Overall Series Review
Categorical Breakdown
The plot centers entirely on the concept of universal meritocracy, where the protagonist's success is determined by her relentless personal effort, diligence, and intelligence in passing a challenging entrance exam. The narrative highlights the triumph of character merit over initial academic status and low expectations from her traditional school and father. Race or any Western-defined intersectional hierarchy is irrelevant to the plot.

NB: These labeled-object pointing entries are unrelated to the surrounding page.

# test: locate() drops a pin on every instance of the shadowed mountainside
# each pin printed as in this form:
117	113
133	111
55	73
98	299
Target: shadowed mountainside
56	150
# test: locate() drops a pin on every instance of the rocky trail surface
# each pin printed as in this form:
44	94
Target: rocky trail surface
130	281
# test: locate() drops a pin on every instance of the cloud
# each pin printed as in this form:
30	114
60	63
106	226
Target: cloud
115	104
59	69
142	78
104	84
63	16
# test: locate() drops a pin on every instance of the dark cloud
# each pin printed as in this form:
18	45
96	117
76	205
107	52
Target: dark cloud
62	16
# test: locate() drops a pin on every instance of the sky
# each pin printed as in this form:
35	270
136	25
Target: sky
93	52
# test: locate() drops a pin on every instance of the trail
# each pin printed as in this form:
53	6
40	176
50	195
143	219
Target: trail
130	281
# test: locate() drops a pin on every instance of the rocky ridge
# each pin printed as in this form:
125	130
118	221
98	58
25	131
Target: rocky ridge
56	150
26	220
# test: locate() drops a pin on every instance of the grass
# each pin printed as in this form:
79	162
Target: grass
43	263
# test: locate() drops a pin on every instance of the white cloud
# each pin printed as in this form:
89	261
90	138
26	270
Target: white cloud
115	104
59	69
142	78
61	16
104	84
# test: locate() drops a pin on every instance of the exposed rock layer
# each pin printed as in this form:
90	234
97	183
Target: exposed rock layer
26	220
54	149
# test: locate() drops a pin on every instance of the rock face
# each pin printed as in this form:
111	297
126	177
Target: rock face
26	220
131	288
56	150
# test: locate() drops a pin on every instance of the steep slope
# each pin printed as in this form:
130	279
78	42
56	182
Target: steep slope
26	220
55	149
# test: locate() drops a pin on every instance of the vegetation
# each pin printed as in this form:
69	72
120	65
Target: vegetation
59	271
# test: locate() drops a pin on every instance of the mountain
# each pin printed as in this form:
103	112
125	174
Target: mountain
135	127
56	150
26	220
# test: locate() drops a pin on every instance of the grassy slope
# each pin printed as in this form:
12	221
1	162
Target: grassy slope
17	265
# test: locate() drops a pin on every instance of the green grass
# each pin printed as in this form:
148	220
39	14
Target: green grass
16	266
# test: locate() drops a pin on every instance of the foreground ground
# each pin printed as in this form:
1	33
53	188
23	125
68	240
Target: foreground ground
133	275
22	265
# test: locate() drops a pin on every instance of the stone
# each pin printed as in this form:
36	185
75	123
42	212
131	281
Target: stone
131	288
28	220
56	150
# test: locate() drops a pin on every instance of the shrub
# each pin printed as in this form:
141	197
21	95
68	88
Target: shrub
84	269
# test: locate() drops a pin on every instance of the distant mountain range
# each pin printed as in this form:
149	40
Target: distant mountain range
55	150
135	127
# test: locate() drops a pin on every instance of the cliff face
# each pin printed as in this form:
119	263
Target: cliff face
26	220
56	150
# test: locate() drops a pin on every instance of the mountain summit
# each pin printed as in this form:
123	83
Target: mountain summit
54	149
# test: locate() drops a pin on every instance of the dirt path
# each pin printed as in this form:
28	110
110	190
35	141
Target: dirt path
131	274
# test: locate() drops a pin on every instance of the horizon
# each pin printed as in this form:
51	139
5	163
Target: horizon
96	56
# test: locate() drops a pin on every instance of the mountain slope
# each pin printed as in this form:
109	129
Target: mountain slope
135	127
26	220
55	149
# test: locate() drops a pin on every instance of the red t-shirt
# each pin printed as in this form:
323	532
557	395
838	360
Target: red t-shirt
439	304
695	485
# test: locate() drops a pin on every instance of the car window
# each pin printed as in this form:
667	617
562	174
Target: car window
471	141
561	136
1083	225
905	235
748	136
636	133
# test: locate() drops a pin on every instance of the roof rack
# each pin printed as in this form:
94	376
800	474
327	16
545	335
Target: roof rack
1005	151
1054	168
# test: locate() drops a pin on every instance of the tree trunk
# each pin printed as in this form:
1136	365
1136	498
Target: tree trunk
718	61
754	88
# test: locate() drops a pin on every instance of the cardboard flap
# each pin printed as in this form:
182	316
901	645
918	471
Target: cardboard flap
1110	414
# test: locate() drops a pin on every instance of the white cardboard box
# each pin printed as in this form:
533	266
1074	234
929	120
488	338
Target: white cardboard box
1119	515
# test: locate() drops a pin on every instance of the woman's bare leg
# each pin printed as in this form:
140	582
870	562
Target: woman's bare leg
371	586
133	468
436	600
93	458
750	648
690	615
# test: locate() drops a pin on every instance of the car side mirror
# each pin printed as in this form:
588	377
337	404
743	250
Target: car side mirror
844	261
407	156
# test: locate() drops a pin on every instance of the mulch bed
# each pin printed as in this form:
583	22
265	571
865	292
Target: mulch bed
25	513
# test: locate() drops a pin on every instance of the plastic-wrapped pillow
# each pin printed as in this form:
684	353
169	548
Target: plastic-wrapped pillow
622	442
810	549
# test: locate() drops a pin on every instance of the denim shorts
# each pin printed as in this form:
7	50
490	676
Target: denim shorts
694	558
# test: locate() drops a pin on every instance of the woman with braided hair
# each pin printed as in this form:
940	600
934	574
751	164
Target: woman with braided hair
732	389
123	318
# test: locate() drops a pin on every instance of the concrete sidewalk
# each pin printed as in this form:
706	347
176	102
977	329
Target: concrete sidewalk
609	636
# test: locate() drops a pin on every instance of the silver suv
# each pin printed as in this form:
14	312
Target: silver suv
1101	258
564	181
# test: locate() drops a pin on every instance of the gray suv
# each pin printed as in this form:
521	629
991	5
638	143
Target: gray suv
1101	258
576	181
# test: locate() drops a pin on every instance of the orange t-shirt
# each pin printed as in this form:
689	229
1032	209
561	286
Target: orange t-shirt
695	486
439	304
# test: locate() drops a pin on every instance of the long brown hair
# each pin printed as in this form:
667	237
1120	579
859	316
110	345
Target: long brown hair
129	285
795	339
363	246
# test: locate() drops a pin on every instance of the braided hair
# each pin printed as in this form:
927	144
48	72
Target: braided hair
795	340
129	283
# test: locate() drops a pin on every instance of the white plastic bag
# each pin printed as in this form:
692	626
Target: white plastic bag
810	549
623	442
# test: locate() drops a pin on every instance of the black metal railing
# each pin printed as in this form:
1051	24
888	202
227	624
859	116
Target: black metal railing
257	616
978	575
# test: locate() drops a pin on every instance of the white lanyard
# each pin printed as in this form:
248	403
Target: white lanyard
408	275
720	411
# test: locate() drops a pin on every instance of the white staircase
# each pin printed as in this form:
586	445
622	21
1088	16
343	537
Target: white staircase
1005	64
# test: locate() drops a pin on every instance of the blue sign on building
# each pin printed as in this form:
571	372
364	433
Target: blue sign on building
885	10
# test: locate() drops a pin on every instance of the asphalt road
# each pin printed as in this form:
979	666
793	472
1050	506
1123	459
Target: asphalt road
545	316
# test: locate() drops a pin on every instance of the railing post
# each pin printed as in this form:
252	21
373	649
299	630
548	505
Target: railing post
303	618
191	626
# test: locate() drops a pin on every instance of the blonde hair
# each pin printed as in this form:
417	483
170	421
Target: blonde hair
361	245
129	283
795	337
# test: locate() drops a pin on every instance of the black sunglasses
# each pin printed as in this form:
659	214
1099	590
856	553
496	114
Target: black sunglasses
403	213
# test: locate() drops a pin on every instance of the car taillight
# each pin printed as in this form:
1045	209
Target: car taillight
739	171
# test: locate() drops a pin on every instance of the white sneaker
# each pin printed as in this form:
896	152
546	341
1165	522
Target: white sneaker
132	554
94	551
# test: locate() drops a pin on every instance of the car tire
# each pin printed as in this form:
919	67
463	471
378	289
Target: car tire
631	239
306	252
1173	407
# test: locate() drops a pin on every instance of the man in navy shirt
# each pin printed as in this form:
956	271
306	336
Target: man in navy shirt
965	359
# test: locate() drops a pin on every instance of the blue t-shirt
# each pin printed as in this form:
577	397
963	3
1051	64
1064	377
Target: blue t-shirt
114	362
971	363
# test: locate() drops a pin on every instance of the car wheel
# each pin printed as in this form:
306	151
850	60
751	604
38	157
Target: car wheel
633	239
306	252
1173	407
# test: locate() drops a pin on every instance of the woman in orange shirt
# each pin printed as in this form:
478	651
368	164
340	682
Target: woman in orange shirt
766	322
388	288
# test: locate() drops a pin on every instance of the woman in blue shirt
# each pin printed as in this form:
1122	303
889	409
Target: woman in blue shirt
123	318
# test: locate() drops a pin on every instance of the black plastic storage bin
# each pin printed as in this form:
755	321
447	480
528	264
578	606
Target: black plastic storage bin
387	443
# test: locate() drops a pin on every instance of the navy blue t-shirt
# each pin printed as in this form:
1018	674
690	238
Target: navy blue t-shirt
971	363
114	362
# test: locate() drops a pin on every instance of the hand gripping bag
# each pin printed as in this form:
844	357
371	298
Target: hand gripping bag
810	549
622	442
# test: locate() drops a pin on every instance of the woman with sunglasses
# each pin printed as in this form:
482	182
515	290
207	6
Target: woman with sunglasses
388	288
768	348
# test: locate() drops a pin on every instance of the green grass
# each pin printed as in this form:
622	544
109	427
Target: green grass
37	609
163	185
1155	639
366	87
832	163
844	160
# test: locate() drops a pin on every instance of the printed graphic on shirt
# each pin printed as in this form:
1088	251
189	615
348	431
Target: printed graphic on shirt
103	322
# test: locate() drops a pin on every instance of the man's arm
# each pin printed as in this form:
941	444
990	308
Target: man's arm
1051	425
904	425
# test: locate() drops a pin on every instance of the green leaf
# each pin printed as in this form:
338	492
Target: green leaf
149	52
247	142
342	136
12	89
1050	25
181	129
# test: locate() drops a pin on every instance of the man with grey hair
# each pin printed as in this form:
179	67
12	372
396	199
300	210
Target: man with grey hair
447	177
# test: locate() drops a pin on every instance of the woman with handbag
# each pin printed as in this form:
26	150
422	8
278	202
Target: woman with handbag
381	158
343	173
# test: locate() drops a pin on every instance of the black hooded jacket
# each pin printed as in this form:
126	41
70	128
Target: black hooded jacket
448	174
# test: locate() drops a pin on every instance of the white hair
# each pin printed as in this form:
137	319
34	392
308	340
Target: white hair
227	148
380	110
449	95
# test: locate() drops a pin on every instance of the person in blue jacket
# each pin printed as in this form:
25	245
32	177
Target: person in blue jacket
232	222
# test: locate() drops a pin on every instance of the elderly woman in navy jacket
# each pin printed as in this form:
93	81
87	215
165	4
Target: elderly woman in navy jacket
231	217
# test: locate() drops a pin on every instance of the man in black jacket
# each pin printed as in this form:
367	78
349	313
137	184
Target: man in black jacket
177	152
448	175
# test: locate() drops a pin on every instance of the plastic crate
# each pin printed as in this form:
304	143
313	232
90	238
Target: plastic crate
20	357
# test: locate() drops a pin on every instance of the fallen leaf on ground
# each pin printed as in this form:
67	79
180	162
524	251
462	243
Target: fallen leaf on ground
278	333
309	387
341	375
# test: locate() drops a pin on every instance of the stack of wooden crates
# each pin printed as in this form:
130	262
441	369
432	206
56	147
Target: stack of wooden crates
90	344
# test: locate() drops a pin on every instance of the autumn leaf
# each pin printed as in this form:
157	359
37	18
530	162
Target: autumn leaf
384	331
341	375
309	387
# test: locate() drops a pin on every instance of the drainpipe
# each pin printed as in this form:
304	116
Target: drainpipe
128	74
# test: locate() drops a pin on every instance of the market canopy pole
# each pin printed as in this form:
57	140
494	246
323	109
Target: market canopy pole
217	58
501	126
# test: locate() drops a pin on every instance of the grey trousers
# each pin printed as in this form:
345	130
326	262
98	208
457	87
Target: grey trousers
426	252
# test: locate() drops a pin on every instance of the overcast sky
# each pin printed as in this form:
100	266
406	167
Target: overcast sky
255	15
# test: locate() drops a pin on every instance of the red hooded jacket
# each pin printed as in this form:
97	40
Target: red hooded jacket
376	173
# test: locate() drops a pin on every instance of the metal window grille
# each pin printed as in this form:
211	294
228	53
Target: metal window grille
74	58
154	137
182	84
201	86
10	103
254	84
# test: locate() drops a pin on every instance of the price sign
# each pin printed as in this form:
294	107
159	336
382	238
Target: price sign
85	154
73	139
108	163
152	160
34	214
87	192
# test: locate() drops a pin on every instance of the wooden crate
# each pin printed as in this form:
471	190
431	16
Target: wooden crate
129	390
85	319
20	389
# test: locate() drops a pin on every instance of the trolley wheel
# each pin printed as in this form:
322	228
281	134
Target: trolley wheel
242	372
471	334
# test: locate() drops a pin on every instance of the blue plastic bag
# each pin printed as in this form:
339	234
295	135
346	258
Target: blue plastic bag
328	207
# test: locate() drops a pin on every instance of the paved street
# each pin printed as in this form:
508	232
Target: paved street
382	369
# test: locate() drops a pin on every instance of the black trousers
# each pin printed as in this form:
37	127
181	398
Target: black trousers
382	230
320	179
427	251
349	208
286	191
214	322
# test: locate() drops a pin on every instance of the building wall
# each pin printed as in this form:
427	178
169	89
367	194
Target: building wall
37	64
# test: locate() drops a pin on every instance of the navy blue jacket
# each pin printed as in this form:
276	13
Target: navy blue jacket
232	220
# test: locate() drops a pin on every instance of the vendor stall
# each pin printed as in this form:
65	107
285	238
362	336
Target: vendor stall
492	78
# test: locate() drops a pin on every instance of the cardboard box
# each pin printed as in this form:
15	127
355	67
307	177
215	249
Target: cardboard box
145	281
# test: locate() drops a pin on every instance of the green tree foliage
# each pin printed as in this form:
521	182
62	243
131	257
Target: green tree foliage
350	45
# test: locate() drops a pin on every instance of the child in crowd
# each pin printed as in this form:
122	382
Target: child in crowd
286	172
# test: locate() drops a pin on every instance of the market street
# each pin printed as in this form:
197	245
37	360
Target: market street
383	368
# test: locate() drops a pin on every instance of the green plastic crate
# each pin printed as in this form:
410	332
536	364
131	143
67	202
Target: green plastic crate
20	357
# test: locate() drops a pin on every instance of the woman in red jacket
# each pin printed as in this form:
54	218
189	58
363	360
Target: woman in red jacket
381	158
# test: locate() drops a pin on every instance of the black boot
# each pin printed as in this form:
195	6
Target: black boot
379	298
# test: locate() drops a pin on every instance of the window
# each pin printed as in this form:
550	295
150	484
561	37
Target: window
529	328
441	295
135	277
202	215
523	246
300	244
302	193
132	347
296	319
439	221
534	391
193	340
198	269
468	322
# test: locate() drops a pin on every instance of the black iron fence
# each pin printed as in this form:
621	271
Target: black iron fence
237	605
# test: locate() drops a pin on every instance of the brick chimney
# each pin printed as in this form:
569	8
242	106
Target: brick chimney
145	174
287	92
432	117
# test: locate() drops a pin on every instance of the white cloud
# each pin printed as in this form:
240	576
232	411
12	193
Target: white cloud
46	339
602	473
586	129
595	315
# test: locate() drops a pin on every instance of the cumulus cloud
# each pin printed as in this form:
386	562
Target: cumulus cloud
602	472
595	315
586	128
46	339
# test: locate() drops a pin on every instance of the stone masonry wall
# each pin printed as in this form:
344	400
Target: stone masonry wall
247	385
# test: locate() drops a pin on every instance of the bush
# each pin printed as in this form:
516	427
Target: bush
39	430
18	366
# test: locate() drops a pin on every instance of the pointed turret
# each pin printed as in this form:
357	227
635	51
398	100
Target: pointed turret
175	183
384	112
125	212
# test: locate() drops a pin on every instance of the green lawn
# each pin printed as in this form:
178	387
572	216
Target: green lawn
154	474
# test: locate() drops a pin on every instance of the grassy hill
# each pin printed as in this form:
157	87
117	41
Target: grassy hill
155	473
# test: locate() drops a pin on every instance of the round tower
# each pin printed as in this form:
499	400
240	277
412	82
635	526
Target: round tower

The movie is set entirely within Japanese society and focuses on the high-stakes pressure of its university entrance system. The goal is to successfully integrate into a highly respected, core Japanese institution (Keio University). Criticism is directed only toward the ineffective, rote-learning structure of the traditional high school, which is an internal critique aimed at reform and improvement, not an act of civilizational self-hatred.
Sayaka is a strong female protagonist driven by personal ambition to achieve a major academic goal. This centers a 'Girl Boss' narrative of individual female achievement. However, she is explicitly flawed and works intensely to improve, avoiding the 'Mary Sue' trope. The mother is a foundational, supportive figure who sacrifices for her daughter, celebrating motherhood's supportive role. The film centers a female arc without containing overt anti-natalist messaging or wholesale emasculation of all male characters (the tutor is a positive, competent mentor).
The narrative adheres to a normative structure, focusing on a heterosexual high school environment and traditional family units. The protagonist's initial motivation for choosing the prestigious university is a casual desire to meet 'Keio boys,' which reinforces traditional male-female pairing. There is no presence of queer theory, gender ideology, or deconstruction of the nuclear family structure as an oppressive institution.
The story is secular, focusing on personal belief, perseverance, and hope, but it does not express hostility toward religion. The moral framework is one of objective truth (the difficulty of the exam) and a higher moral law of hard work and familial love, which act as a transcendent source of strength for the characters.